So now, a year into this whole motherhood thing, I would like to report that I do still wear my combat boots and my punk rock t-shirts. I am still hardnosed, but even now that the hormones have worn off I am definitely more emotional. I haven’t been to a happy hour in about 20 months, and I can only listen to techno when the baby is not with me and I am not at work (which is to say, never). And I’m writing a blog about being a mother. And what’s worse, I’m writing a blog about being a mother INSTEAD OF working on real literary endeavors, like my great and epic novel in progress.

On a superficial level, I am mortified by what I have become: a failed artist turned paper pusher who will never publish a real book and who now seeks satisfaction from the basest of all forms of written expression – a blog (note the sneer with which I write that word). Just about the only thing that could be worse would be to upload entries directly from my diary. Right?

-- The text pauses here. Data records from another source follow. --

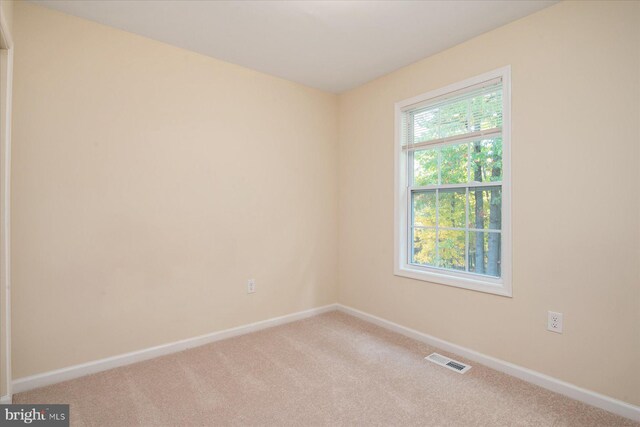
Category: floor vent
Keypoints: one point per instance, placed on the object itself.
(454, 365)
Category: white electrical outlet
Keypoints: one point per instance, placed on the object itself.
(554, 322)
(251, 286)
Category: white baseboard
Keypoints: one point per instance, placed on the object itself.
(619, 407)
(592, 398)
(71, 372)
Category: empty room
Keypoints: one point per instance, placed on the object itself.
(319, 213)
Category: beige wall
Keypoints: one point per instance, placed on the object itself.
(575, 104)
(149, 183)
(6, 10)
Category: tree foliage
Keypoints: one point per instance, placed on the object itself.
(457, 228)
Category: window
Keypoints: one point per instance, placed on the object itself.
(453, 185)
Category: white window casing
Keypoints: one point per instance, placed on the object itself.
(405, 188)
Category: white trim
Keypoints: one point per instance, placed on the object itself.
(5, 204)
(589, 397)
(402, 267)
(71, 372)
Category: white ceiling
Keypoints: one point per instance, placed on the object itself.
(329, 45)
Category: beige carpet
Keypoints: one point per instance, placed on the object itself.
(331, 369)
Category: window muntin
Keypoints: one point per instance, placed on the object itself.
(454, 200)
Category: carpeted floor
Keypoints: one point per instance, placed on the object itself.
(331, 369)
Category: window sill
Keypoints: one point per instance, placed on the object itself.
(458, 281)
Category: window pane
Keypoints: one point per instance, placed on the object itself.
(424, 246)
(486, 160)
(485, 207)
(425, 125)
(453, 119)
(425, 167)
(451, 208)
(484, 253)
(451, 249)
(424, 208)
(486, 111)
(453, 164)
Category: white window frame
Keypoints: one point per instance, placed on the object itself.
(402, 266)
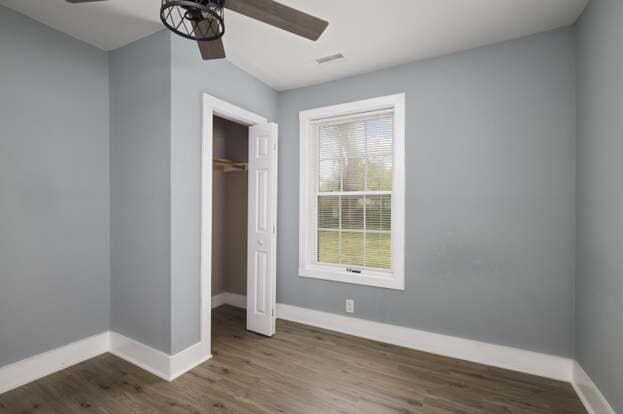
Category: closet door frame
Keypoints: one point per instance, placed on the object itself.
(213, 106)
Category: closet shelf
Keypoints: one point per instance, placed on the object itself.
(230, 166)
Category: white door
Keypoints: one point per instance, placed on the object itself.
(262, 248)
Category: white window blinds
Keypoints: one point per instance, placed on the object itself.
(353, 181)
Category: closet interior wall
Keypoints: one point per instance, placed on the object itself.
(230, 206)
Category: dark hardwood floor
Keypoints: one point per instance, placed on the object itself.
(300, 370)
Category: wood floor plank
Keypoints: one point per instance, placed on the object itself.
(302, 370)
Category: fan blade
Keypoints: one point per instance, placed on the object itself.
(212, 49)
(278, 15)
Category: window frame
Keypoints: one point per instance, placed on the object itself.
(308, 267)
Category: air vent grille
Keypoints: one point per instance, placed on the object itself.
(331, 58)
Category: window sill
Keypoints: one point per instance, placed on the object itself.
(372, 279)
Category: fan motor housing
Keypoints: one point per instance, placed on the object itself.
(201, 20)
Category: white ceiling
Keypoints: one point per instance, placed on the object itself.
(371, 34)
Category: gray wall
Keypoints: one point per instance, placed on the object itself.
(190, 77)
(490, 190)
(140, 109)
(54, 189)
(599, 284)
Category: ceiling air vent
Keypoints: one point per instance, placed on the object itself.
(331, 58)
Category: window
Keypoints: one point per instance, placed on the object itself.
(352, 193)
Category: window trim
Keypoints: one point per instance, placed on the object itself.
(394, 279)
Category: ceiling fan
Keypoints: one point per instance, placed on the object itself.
(204, 20)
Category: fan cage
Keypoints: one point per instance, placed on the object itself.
(201, 20)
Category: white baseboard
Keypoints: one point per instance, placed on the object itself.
(227, 298)
(141, 355)
(529, 362)
(38, 366)
(591, 397)
(184, 361)
(167, 367)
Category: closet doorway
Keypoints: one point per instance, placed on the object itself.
(239, 215)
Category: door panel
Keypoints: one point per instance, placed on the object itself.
(262, 248)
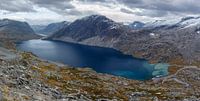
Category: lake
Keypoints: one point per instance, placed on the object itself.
(102, 60)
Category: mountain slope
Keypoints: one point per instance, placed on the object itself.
(16, 30)
(136, 25)
(170, 41)
(50, 29)
(96, 28)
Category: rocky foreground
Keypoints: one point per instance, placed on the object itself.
(26, 78)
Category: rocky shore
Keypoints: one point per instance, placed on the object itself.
(28, 78)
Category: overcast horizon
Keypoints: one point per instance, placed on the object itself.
(48, 11)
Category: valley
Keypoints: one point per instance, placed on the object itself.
(25, 76)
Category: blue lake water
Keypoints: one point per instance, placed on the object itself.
(103, 60)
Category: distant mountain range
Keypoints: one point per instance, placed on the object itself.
(93, 30)
(49, 29)
(175, 40)
(16, 30)
(136, 25)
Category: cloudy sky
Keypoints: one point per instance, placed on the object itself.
(47, 11)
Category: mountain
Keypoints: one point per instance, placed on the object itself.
(136, 25)
(95, 28)
(16, 30)
(174, 41)
(49, 29)
(38, 28)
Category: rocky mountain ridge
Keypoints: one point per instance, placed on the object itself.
(50, 28)
(160, 41)
(16, 30)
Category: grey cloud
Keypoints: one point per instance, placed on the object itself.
(162, 7)
(16, 6)
(55, 4)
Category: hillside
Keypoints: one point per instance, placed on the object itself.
(159, 41)
(16, 30)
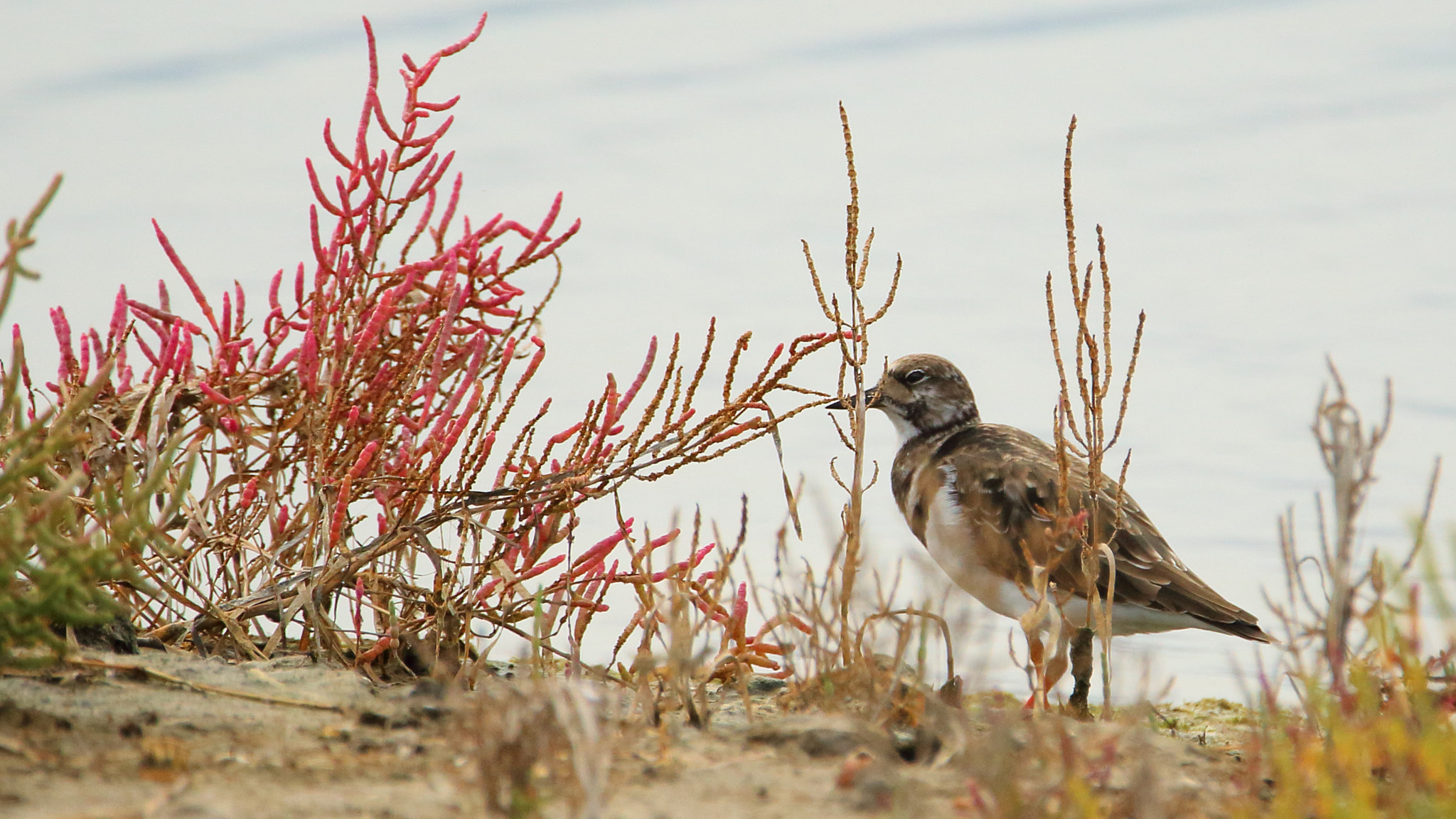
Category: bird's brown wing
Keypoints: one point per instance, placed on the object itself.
(1008, 478)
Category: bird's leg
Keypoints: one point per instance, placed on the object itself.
(1051, 668)
(1057, 665)
(1081, 674)
(1037, 658)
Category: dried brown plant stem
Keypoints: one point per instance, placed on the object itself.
(1085, 433)
(852, 333)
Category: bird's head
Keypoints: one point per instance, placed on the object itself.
(922, 394)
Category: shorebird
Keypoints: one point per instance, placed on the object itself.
(983, 499)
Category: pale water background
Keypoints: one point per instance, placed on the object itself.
(1278, 181)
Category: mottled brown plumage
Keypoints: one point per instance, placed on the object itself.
(982, 498)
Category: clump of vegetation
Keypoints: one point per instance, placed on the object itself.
(63, 527)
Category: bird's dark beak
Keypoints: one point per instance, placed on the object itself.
(847, 402)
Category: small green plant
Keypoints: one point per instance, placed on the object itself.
(54, 551)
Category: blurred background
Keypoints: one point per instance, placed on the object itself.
(1278, 181)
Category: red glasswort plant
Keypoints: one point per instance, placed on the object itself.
(376, 394)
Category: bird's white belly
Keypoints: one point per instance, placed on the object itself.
(951, 542)
(953, 545)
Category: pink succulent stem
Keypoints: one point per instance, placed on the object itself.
(187, 276)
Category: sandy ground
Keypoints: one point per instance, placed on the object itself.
(155, 735)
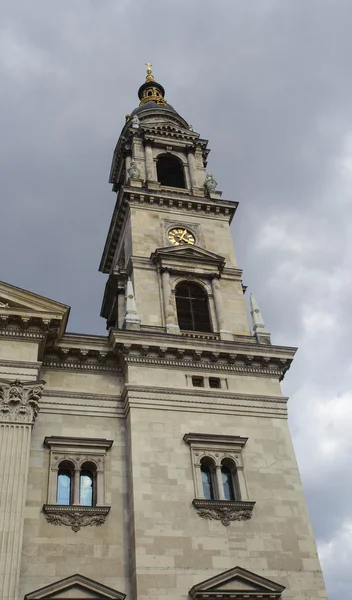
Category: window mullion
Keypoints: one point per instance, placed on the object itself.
(76, 484)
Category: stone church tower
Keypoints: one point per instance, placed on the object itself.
(153, 462)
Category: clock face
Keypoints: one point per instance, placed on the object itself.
(178, 236)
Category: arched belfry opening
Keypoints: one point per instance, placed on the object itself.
(192, 307)
(170, 171)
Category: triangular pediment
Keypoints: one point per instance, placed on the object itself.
(17, 301)
(235, 584)
(173, 255)
(76, 587)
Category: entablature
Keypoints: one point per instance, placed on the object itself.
(160, 200)
(246, 357)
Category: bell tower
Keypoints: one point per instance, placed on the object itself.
(170, 224)
(215, 501)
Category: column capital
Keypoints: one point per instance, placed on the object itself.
(19, 400)
(215, 276)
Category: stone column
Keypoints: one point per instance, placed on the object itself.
(169, 304)
(219, 309)
(192, 169)
(149, 165)
(219, 483)
(76, 485)
(19, 405)
(128, 164)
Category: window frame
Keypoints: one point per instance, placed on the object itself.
(218, 448)
(78, 452)
(192, 305)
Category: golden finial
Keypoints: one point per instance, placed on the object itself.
(150, 76)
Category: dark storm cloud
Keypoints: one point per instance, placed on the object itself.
(268, 83)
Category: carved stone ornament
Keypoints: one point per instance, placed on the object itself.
(224, 510)
(76, 516)
(135, 122)
(19, 401)
(133, 170)
(210, 183)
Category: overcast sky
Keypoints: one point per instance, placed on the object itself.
(268, 82)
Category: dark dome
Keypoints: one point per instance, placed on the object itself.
(149, 84)
(153, 105)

Well, maybe not. My desire to start this blog and the experience of putting up my first few posts have really gotten me thinking about the place of writing in my life and what drives me to write. Before I had my daughter, I used to complain constantly – constantly – about how difficult it was to find enough time to write, let alone time to try getting published. I considered giving up writing altogether because I simply couldn’t see the point of wasting so much time and energy and emotion when it was next to impossible to see a project through to completion, and anything I did complete simply got moved to my “final draft” folder. There were a lucky few from my MFA program that found homes for their books, but the rest of us just trudged along, trying to do something new, trying to find meaning in our work, trying to justify all of the sacrifices, all of which just begged the question: What is the point of it all?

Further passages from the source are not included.